I PERDENTI DELLA MANOVRA sono i lavoratori, oltre che i cittadini che soffriranno gli effetti dei tagli agli enti locali e ai ministeri, già adottati l’anno scorso. Sono loro che pagano il rientro anticipato dalla procedura Ue per deficit eccessivo e l’austerità per i prossimi sette anni, ancora ieri considerati un esempio di “buon governo dei conti” dalla maggioranza al Senato. L’unica spesa che non è tagliata resta quella militare. La manovra prevede un aumento di 23 miliardi di euro nel prossimo triennio. E, quando a giugno l’Eurostat attesterà che il rapporto tra il deficit e il Pil è sceso di qualche millesimo sotto il 3%, scatterà la clausola che permette lo scomputo della sola spesa militare dal calcolo del deficit. Obiettivo è arrivare al 5% del Pil entro il 2035, con uno stato sociale in macerie. Questa è l’eredità che lascerà il governo Meloni.

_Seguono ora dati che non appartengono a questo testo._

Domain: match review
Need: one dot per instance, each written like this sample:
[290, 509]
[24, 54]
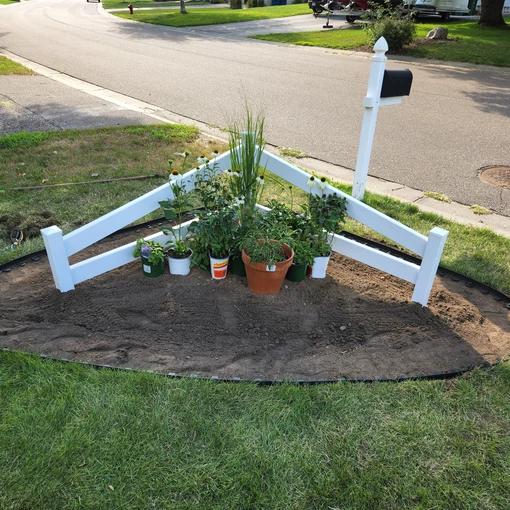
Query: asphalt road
[456, 121]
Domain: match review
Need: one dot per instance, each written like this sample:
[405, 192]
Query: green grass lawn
[9, 67]
[72, 437]
[467, 42]
[33, 159]
[212, 16]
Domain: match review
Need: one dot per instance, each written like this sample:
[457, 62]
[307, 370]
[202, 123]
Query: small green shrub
[393, 23]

I VETI INCROCIATI e la guerriglia interna che hanno bloccato la maggioranza per più di due mesi, tanti ne sono passati dal varo della manovra da parte del Consiglio dei ministri, ha prodotto un testo mostruoso, composto da un unico articolo e da circa 970 commi. Passerà anche alla Camera che avrà solo il tempo di dare la fiducia a una decisione già presa. Questo è l’effetto della fine del bicameralismo paritario , esito della strutturale crisi italiana. Il monocameralismo di fatto è la rappresentazione di una democrazia ridotta a governance, decisa in base agli interessi di classe e a quelli del governo.